The dhamma is indeed timeless. There's no contradiction whatsoever. Let's take a look at what Ven. Ñāṇananda has to say about "reality." In The Magic of the Mind he offers the following insight:alan wrote:Sure, that's a nice way to put it, but I'm still left slightly unsatisfied.
Reality is a relative notion? Seems to contradict suttas that proclaim the Dhamma as timeless.
- The question of 'seeing what-is-shown', brings us to the relationship between sign and significance. Sense-perception at all levels relies largely on signs. This statement might even appear as a truism since the Pāli word saññā denotes perception as well as 'sign', 'symbol', 'mark' or 'token.' It is due to the processes of grasping and recognition implicit in sense-perception that the sign has come to play such an important part in it. Grasping -- be it physical or mental -- can at best be merely a symbolical affair. The actual point of contact is superficial and localized, but it somehow props up the conceit of grasping. Recognition too, is possible only within arbitrarily circumscribed limits. The law of impermanence is persistently undermining it, but still a conceit of recognition is maintained by progressively ignoring the fact of change....
Furthermore, as the Suttas often make it clear, all percepts as such are to be regarded as mere signs (saññā, nimitta). Hence while the worldling says that he perceives 'things' with the help of signs, the Tathāgata says that all we perceive are mere signs. Sights, sounds, smells, tastes, touches and ideas are, all of them, signs which consciousness pursues. But still the question may be asked: "What do these signs signify?" "Things, of course" -- the Tathāgata would reply. 'Things', however, are not those that the worldling has in mind when he seeks an answer to this question. Lust, hatred and delusion are the 'things' which, according to the teaching of the Tathāgata, are signified by all sense-percepts. "Lust, friend, is a something; hatred is a something; delusion is a something." (M I 298, Mahāvedalla S.) "Lust, friends, is something significative, hatred is something significative, delusion is something significative" (ibid).

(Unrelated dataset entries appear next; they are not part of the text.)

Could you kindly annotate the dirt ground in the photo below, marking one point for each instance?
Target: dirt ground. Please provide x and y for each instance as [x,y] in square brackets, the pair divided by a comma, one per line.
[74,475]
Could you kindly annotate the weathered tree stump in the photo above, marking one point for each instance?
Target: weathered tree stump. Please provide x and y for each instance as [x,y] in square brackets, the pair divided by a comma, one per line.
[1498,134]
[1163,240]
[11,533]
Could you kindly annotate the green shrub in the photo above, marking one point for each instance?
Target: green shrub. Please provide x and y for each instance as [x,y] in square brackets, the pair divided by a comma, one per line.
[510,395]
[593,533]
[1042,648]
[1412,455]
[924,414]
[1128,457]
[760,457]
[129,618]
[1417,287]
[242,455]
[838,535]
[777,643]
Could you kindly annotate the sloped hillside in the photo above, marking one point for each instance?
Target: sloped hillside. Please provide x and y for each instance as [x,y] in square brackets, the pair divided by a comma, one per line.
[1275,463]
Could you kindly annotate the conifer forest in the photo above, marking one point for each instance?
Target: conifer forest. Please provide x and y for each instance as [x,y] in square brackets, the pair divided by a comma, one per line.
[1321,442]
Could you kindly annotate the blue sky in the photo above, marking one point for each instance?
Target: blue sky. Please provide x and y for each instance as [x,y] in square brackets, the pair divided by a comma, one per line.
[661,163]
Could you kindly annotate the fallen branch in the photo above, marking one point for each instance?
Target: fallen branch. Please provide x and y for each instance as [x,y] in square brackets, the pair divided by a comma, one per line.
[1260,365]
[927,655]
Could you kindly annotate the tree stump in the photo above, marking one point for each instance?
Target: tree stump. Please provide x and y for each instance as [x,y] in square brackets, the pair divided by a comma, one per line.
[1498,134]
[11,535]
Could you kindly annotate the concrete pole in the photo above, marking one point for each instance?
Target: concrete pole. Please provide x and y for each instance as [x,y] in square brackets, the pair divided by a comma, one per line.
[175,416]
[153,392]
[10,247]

- It is a fact often overlooked by the metaphysician that the reality attributed to sense-data is necessarily connected with their evocative power, that is, their ability to produce effects. The reality of a thing is usually registered in terms of its impact on the experiential side. This is the acid-test which an object is required to undergo to prove its existence in the Court of Reality. In the reference to materiality as 'manifestative and offering resistance' (D III 217, Sangiti S.) the validity of this test seems to have been hinted at. Now, the 'objects' of sense which we grasp and recognize as existing out-there, derive their object-status from their impact or evocative power. Their ability to produce effects in the form of sense-reaction is generally taken to be the criterion of their reality. Sense-objects are therefore signs which have become significant in themselves owing to our ignorance that their significance depends on the psychological mainsprings of lust, hatred and delusion. This, in other words, is a result of reasoning from the wrong end (ayoniso manasikāra) which leads both the philosopher and the scientist alike into a topsy-turvydom of endless theorising.